Pour ces professionnels, la crise que connaît le logement est majeure, tandis que le HCSF leur répond
agir pour la protection des consommateurs contre le surendettement. Selon les chiffres du dernier Observatoire Crédit Logement,
la chute des obtentions de crédit est spectaculaire, avec à la fin avril 2023, -40% de prêts accordés sur un an et au global, un nombre d'octrois au plus bas depuis dix ans. Pour la Banque de France,
il ne s'agit que d'une régulation du marché après des années d'euphorie poussées par des taux d'intérêts quasi nuls.

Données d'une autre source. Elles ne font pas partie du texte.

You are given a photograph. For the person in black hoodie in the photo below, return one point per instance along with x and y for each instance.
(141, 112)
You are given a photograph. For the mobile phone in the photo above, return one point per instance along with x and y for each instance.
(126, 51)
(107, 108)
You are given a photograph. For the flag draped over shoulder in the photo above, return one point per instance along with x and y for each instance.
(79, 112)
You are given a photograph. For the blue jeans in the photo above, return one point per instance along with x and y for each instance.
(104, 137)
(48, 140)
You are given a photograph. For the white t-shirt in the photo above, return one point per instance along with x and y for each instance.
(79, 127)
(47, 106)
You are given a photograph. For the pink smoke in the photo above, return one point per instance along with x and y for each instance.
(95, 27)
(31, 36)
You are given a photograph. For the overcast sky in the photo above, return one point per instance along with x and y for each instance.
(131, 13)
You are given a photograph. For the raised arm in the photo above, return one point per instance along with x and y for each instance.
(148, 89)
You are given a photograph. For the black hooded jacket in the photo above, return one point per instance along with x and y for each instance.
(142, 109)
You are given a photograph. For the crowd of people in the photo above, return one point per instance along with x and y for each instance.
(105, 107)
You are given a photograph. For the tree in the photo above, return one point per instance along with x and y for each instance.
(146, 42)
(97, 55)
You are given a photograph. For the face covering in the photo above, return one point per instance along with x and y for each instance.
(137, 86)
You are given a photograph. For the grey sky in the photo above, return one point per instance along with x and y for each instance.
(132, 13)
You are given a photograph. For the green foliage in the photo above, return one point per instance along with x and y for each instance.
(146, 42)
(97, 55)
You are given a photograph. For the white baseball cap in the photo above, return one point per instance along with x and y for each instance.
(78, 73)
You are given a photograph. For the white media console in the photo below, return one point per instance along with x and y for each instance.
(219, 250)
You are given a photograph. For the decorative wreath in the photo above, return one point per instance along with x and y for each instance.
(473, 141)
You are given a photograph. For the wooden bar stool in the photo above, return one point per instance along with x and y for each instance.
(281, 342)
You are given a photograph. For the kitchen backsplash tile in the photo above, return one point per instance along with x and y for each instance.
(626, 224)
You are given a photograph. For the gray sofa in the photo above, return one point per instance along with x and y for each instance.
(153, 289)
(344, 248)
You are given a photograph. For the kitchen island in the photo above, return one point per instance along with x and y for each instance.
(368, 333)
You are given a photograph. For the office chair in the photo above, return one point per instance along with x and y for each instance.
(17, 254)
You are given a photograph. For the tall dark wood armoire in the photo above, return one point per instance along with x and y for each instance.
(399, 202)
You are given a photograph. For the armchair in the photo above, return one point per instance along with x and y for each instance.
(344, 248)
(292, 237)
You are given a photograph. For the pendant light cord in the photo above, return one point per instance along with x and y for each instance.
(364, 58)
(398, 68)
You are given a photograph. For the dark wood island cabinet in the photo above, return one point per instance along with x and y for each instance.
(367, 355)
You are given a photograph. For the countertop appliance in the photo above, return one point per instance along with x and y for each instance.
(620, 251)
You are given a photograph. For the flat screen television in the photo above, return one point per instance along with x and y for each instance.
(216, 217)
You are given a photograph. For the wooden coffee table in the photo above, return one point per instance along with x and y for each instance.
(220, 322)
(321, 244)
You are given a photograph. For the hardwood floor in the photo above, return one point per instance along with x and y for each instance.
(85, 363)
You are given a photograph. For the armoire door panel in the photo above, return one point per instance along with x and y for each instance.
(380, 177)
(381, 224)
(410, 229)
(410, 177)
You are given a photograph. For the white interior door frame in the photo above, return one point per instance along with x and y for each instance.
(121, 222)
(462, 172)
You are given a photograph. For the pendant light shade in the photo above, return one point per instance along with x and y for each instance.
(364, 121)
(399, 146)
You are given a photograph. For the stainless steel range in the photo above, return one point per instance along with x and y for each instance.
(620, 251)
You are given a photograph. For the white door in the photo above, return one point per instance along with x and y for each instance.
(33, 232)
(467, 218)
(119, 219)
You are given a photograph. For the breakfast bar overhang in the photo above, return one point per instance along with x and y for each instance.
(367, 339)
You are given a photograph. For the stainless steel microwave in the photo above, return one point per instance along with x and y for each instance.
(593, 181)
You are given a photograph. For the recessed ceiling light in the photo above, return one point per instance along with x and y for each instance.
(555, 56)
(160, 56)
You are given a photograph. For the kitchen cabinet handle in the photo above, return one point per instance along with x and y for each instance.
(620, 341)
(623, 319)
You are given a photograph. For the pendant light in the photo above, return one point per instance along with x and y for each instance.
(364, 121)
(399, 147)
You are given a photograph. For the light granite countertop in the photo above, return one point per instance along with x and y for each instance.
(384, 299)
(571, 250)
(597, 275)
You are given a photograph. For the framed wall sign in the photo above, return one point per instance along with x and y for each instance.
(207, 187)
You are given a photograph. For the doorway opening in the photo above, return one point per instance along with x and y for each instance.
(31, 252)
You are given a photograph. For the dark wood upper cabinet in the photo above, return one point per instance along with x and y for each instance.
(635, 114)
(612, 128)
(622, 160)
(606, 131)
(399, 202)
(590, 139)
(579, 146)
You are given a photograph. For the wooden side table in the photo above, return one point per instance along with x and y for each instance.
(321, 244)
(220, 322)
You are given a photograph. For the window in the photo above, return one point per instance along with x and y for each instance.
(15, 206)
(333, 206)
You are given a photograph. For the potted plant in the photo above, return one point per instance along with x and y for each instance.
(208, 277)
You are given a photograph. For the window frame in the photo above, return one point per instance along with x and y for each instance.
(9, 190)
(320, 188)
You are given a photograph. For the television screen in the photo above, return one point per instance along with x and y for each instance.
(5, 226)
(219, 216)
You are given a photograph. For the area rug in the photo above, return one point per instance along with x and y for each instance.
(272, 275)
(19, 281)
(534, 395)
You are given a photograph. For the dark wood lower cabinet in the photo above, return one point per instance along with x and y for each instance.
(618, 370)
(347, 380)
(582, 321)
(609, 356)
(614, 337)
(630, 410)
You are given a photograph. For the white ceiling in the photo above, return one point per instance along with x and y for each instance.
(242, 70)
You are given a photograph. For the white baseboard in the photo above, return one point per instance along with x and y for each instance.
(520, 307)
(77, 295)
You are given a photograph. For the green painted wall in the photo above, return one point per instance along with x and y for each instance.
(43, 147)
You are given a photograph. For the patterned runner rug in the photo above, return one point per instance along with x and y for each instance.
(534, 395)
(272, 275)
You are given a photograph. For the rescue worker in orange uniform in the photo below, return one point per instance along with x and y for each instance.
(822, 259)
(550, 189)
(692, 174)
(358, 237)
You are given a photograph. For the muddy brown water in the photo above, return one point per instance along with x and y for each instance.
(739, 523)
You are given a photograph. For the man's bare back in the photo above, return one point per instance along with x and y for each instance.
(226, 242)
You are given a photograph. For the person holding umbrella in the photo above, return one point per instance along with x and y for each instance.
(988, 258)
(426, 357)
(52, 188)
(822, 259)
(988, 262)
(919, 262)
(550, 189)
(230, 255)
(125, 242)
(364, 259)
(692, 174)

Les différentes crises passées et actuelles entraînent de l'
inflation et une baisse du pouvoir d'achat. Les taux d'intérêt jusqu'alors très bas, ont été remontés, impactant fortement le marché. Les prix dans l'ancien commencent à baisser, tandis que dans le neuf, la construction est en berne, du fait notamment de la hausse des coûts des matériaux, et du foncier. Le secteur est entré dans une crise qui inquiète et
les mesures attendues et annoncées par le gouvernement n'ont pas totalement satisfait.

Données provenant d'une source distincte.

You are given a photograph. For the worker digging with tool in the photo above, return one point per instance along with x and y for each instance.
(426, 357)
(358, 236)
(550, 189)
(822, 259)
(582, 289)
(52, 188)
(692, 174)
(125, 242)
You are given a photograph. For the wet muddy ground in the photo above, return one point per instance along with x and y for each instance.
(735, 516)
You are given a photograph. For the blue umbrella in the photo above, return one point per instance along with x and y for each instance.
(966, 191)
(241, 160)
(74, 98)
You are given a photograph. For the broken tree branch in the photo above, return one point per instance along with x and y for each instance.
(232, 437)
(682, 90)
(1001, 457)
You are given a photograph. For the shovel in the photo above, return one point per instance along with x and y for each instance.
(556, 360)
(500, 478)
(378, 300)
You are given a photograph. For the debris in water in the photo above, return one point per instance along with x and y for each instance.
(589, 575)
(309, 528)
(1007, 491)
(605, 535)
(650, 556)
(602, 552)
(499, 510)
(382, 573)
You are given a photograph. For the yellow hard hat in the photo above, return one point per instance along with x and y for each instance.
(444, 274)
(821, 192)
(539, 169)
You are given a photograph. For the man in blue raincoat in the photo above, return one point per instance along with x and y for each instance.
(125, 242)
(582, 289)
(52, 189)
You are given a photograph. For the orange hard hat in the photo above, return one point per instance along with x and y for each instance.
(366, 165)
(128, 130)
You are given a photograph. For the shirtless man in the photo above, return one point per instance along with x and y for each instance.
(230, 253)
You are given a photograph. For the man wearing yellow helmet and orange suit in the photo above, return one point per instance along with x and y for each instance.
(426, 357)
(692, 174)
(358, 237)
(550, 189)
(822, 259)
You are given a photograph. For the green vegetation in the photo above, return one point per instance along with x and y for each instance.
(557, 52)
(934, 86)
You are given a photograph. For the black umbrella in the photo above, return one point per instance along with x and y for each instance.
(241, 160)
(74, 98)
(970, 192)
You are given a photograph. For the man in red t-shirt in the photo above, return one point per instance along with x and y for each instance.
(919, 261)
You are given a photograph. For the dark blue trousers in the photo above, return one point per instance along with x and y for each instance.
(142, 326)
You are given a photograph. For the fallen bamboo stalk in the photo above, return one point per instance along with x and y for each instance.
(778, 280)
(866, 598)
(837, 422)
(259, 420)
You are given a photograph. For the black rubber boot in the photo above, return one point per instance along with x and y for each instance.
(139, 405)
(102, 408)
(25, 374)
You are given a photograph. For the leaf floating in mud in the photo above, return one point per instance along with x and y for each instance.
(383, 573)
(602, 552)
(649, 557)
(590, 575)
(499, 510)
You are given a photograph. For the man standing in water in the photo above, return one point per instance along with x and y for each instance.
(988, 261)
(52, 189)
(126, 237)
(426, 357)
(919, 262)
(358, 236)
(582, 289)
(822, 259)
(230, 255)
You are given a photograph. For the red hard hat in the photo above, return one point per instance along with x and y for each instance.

Pour certains professionnels de l'immobilier, les conditions imposées par le HCSF n'arrangent pas les choses, en restreignant trop fortement l'accès au crédit immobilier au plus grand nombre, au risque de gripper encore plus le marché. Acheter ou investir, un rêve qui ne serait désormais accessible qu'aux plus riches ?
De son côté, le Haut Conseil rappelle dans son communiqué du 13 juin, que sa décision concernant les conditions d'octroi de crédit immobilier
"vise à contenir une possible dérive des conditions d'octroi dans un contexte de normalisation des taux d'intérêt, et donc à maîtriser les risques pour la stabilité financière en rendant le crédit plus sûr : la mesure participe de la robustesse du modèle français de crédit immobilier, en prévenant une augmentation du risque de crédit des ménages emprunteurs". Et il ajoute
"La France garde par ailleurs le taux de crédits immobiliers le plus bas des grands pays européens et une des productions de crédit immobilier les plus dynamiques."
La hausse des taux d'intérêts, finalement, comme nous le confiait récemment un acteur du secteur,
"rappelle à tous que l'argent a un coût." Ce que
souligne aussi la Banque de France en publiant une tribune de l'économiste Agnès Bénassy-Quéré. Hors de question pour les autorités de plonger dans une crise du surendettement, comme ont pu connaître les États-Unis avec les
subprimes... Reste un équilibre à trouver, qui satisfasse le plus grand nombre, ce qui n'est pas chose aisée.